Bettas are a popular fish species that prefer soft water, but can tolerate a wide range of GH between 5 and 20 DH or 70 to 300 ppm. Very hard water can be harmful to bettas, so it's best to keep the pH below 7.0. Indian almond leaves, alder cones and the mix of reverse osmosis or distilled water can reduce the hardness of the water. The degree of hardness (dH) of water is the measure of the mineral salts in the fish tank water.
To determine which water source for betta is the most popular, I conducted a survey in a popular betta group on Facebook. Chlorine and chloramine are extremely toxic to fish and beneficial bacteria in the fish tank, so you'll need to dechlorinate tap water with an aquarium water conditioner before adding it to the tank. Well water for betta fish may be a good option, but you'll need to make sure that it doesn't contain contaminants or other chemicals. Bettas thrive in neutral waters with a pH value of 7.5, but a value between 6.5 and 7.5 is sufficient for this fish.

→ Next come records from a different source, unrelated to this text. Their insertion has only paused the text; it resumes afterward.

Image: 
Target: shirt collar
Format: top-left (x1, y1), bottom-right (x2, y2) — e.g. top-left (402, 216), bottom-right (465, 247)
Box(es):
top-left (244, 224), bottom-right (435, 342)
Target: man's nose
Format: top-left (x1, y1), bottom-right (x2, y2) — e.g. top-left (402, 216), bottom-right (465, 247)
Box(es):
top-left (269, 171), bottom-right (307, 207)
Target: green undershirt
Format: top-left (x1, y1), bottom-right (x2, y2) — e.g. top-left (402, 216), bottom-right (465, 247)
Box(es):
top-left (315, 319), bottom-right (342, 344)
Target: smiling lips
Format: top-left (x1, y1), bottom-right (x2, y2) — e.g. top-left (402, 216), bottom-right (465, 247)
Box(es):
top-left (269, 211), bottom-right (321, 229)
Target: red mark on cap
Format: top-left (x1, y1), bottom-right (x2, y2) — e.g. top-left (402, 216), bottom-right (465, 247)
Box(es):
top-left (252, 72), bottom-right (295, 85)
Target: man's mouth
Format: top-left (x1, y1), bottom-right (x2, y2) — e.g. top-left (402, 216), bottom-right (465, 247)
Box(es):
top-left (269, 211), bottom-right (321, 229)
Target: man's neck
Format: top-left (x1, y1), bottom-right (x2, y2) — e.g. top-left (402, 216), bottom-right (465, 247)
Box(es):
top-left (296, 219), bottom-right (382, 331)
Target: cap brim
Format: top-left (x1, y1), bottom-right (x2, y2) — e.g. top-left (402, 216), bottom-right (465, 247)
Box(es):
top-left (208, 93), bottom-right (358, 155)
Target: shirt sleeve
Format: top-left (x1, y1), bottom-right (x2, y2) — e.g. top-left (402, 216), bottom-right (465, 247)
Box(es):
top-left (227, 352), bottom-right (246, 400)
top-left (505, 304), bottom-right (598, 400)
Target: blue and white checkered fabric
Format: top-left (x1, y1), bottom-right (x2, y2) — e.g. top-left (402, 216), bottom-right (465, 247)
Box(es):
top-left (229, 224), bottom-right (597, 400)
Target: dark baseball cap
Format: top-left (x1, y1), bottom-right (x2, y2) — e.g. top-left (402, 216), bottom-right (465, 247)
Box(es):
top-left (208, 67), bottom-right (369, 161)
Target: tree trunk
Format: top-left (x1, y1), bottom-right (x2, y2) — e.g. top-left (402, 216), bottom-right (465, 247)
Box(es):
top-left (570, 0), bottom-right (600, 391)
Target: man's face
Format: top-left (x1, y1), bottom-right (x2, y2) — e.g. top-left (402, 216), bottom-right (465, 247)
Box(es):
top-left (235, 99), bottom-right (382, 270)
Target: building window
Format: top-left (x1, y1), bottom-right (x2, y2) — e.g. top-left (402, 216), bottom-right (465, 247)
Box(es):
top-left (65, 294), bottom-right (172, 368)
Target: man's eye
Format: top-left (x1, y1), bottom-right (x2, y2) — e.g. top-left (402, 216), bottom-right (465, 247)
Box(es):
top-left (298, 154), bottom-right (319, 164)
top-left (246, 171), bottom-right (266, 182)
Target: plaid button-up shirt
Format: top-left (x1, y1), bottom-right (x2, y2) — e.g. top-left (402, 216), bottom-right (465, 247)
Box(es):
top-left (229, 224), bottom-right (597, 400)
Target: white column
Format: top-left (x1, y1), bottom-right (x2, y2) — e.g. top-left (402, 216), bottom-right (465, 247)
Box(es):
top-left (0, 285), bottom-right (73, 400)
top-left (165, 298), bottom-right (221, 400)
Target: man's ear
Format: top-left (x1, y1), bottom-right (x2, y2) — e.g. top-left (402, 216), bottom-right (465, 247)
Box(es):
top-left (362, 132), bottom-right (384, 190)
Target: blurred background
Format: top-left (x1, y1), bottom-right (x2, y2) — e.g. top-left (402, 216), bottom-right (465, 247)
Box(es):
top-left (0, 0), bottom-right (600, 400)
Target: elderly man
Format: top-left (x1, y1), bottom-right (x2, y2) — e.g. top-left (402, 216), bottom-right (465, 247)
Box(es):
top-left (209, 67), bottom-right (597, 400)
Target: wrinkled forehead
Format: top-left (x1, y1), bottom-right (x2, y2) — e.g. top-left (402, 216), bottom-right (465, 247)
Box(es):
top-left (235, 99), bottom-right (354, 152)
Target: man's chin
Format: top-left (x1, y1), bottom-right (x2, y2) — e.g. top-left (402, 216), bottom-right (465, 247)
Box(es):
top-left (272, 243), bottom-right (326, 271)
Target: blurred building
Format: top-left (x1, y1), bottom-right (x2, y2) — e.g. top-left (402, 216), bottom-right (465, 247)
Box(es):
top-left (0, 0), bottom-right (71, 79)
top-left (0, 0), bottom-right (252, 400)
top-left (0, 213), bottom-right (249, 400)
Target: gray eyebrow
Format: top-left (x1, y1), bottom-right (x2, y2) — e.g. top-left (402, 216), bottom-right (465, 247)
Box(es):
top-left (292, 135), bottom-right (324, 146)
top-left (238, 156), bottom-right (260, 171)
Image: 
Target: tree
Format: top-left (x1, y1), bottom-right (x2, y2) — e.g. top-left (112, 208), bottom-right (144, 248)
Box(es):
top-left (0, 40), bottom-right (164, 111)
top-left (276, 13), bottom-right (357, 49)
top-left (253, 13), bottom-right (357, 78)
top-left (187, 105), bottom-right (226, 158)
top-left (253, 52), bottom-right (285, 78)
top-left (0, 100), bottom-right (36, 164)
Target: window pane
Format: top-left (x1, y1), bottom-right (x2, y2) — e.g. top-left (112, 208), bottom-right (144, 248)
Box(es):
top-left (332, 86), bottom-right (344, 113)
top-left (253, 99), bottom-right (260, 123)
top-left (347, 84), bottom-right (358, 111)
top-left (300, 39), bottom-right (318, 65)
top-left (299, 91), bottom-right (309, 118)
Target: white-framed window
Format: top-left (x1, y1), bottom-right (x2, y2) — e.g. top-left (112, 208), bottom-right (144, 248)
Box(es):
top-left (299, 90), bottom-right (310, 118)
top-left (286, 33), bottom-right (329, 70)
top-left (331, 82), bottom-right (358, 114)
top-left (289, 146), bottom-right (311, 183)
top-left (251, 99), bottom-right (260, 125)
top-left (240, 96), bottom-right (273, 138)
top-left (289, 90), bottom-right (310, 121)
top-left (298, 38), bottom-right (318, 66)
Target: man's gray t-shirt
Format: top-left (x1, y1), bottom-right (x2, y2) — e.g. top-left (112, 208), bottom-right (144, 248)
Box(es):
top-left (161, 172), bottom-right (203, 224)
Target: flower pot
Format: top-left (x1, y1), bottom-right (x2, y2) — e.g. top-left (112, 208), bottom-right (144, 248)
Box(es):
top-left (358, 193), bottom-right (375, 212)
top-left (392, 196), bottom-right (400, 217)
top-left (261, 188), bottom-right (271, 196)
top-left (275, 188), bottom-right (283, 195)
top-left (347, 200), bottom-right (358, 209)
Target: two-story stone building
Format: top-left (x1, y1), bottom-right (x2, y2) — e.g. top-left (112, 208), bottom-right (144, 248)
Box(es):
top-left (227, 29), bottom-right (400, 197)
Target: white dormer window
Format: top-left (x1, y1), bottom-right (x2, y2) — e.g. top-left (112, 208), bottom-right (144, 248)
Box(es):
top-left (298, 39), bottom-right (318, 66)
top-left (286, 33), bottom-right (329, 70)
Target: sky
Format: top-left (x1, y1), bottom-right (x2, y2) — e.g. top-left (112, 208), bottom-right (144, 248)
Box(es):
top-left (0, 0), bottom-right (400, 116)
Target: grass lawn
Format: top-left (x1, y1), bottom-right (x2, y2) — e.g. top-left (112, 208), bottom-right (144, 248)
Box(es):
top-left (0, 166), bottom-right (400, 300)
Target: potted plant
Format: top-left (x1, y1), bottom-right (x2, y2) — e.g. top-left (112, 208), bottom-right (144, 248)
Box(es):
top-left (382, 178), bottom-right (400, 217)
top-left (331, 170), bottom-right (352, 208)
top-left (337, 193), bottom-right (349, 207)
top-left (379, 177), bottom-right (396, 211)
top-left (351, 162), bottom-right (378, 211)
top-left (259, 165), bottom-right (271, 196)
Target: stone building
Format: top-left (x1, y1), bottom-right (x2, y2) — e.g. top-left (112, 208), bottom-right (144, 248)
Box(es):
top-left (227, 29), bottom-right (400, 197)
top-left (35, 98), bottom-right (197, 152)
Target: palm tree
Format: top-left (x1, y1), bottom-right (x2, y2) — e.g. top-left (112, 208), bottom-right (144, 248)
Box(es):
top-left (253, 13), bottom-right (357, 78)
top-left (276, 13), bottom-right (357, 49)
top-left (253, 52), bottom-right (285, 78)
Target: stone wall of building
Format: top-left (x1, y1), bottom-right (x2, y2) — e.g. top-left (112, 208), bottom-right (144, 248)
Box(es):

Before adding your new betta to your fish tank, you should keep a few things in mind to ensure that the process goes as smoothly and safely as possible. The specific water for betta is dechlorinated, contains no ammonia and has a balanced pH, so it can be added directly to the tank without any additional preparation. You can test tap water with an aquarium analysis kit to check its pH, hardness and levels of ammonia, nitrite and nitrate and make sure that it is suitable for betta fish. Bottled water and spring water can be a good choice for betta fish, since, unlike distilled water, it hasn't been treated to remove minerals and nutrients such as iron and calcium.
Alternatively, you can buy specially designed beta water at most fish stores, but keep in mind that it can be expensive, especially in large fish tanks. Distillation can result in clean water, but you'll need to remineralize it before using it in a beta tank. Bottled spring water for betta fish is the safest option, but be sure to check the type of minerals and nutrients it contains, as well as its pH and hardness levels.Another possible cause of harm to bettas is keeping them in tanks that are too small, which makes it easier for chemicals to accumulate. To ensure your betta's safety and health, make sure you have the right size tank with the correct temperature and hardness levels.